KIRA JOSEFSSON Is this a financially viable project?
BRIAN DROITCOUR No. This was the first project I ever worked on with a commercial gallery, so I approached it as an opportunity to think about the kinds of markets that could exist for digital art. Though some artists manage to sell websites, JPEGs or GIFs for hundreds or thousands of dollars, it’s kind of ridiculous, because prices like that assume some kind of scarcity and digital files are easily reproduced. So I started thinking about the ebook market enforced by corporate powers like Amazon and Apple as a venue for selling digital art, one where it could be sold cheaply in potentially infinite editions.

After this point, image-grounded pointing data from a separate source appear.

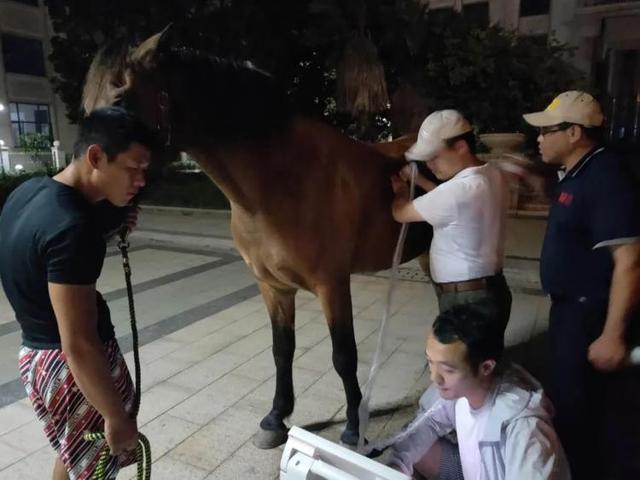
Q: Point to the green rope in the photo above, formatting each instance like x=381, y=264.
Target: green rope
x=143, y=449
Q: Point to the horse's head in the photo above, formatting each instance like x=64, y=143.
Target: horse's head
x=191, y=96
x=130, y=77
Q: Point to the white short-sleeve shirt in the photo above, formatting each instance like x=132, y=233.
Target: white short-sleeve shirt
x=468, y=214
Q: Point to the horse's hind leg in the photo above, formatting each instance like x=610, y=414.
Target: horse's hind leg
x=281, y=307
x=336, y=303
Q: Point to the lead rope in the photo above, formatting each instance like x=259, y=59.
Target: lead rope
x=143, y=449
x=363, y=409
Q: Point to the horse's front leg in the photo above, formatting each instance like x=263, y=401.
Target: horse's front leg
x=336, y=304
x=281, y=307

JOSEFSSON The heft of these corporate powers was demonstrated quite clearly when Apple censored Ann Hirsch’s Twelve, which details a romantic relationship between a 12-year-old and a suitor more than twice that age, and which the company said was “excessively objectionable or rude.” Is it not possible to sell these books through other vendors, or are ebooks subject to the caprices of big tech companies?
DROITCOUR After Twelve was censored we became aware of alternative channels for distributing ebooks, but we decided to go through with our idea to produce a limited edition of Twelve. It’s probably worth noting that Twelve was an app, rather than an ebook, and we were told that it would have an easier time passing censorship on iBooks than in the app store. I’d say Body by Body’s TG-30 is far raunchier and nastier but we’ve never been contacted by censors over it—though I did some self-censoring, asking the artists to remove some penises and nipples before we submitted it to Apple.
So, we were aware of the limits of the freedom of expression going into it, but I’m interested in the issues this raises about contemporary political life-how participation in the digital commons of social media means agreeing to corporate terms of service that have nothing to do with legally protected rights. Of course, an imprint of artists’ ebooks isn’t going to do anything to actually change or improve this situation-I’m just interested in how the ebook as a medium is specific to this socioeconomic system. I guess that’s another reason for the dark undercurrents of the series.
JOSEFSSON Your catalogue takes a lot of cues, aesthetically, from Web 1.0, something that could be read as a nostalgic comment on the ebook medium as the future.
DROITCOUR I’m not sure if I’d say it’s related to Web 1.0, beyond Ann Hirsch’s use of AOL circa 2000 as a narrative setting and visual environment; I think it’s closer to the vernacular visual cultures of the web today, what would be called “poor images” by Hito Steyerl or “weak images” by Boris Groys. So I don’t think it’s nostalgic, but it’s not forward-thinking either, not in the sense of a techno-utopianism that celebrates the promise of ebooks. It’s more about the affective engagement with media and telecommunications, which isn’t specific to any particular time period, though I think the intimacy of reading an ebook—holding the reader in your hands, your attention focused on it, touching the screen to turn the page—makes it a particularly good medium for thinking about these themes.
The ebook is to the 2010s what the CD-ROM is to the 1990s—it’s a format that is newly popular and lots of people are excited about it now, but we have no idea whether it will still be in use 10 or 20 years on. So for me the project is more about the ephemerality of media in the present than the aesthetics of the past or future.